Nearest city Sheboygan, WI
43.784995°N, 87.766476°W
4.4 miles away

Tail number N293MA
Accident date 03 May 2002
Aircraft type Cessna 182S
Additional details: None

NTSB description


On May 3, 2002, at 1350 central daylight time, a Cessna 182S, N293MA, being flown by a private pilot, collided with the terrain following a loss of control during a go-around on runway 21 (5,399 feet by 100 feet, grooved concrete) at the Sheboygan County Memorial Airport (SBM), Sheboygan, Wisconsin. The private pilot received fatal injuries. Impact forces and a post impact fire destroyed the airplane. The 14 CFR Part 91 personal flight was operating in visual meteorological conditions without a flight plan. The flight originated from the Sheboygan County Memorial Airport, at approximately 1315.

There were several witnesses to the accident. One witness, who was a pilot, reported seeing N293MA during its approach. He reported N293MA appeared a little fast, but on a proper glide path for landing. He reported the airplane then began drifting to the right side of the runway. The witness continued to state that it appeared the pilot initiated a go-around. The witness reported the airplane maintained an altitude of 10-20 feet above the ground for a brief period after which it gained altitude and entered a shallow bank to a heading of about 240 degrees.

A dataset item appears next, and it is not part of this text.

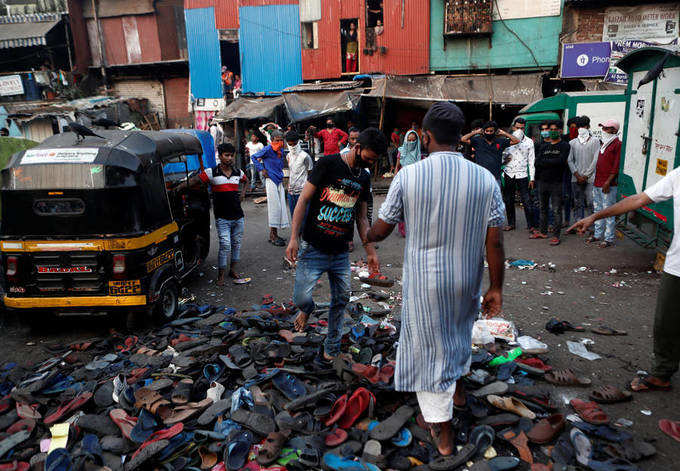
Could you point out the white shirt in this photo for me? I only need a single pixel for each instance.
(522, 157)
(299, 164)
(254, 148)
(666, 188)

The airplane continued to climb to an altitude of "no more than 200 feet" then it entered a 40-60 degree right bank. The witness reported the airplane continued in the steep bank, turning to a heading of about 020 degrees. He reported the airplane then began a descent and it started to "loose altitude rapidly." The witness reported he did not see any attempt to level the wings or stop the descent.

Another pilot witness, who was standing outside, reported the airplane departed runway 21. At an altitude of about 50 feet above the ground, the airplane began to bank to the right. He reported that the bank progressively got steeper. This witness reported, "The plane was too low to be banking this quickly." He reported that the airplane was in a near 90 degrees bank when he lost sight of it behind the trees. He reported the airplane was developing "good power" and there was no sputtering of the engine.

In a telephone interview, another pilot reported seeing the accident. He stated he saw the airplane at an altitude of about 100 feet above the ground. He said the airplane continued down the runway then it made a right turn near the intersection of runway 31. The turn continued until the airplane paralleled the south side of runway 31. He stated the airplane continued to parallel the runway until it reached the end of the runway at which time it made another right turn and descended into the terrain. He reported that it appeared to him that all the turns were coordinated. He reported that he did not see the flaps extended, nor did he notice any major aileron deflections. He stated that he did not become concerned with the angle of bank until the last turn.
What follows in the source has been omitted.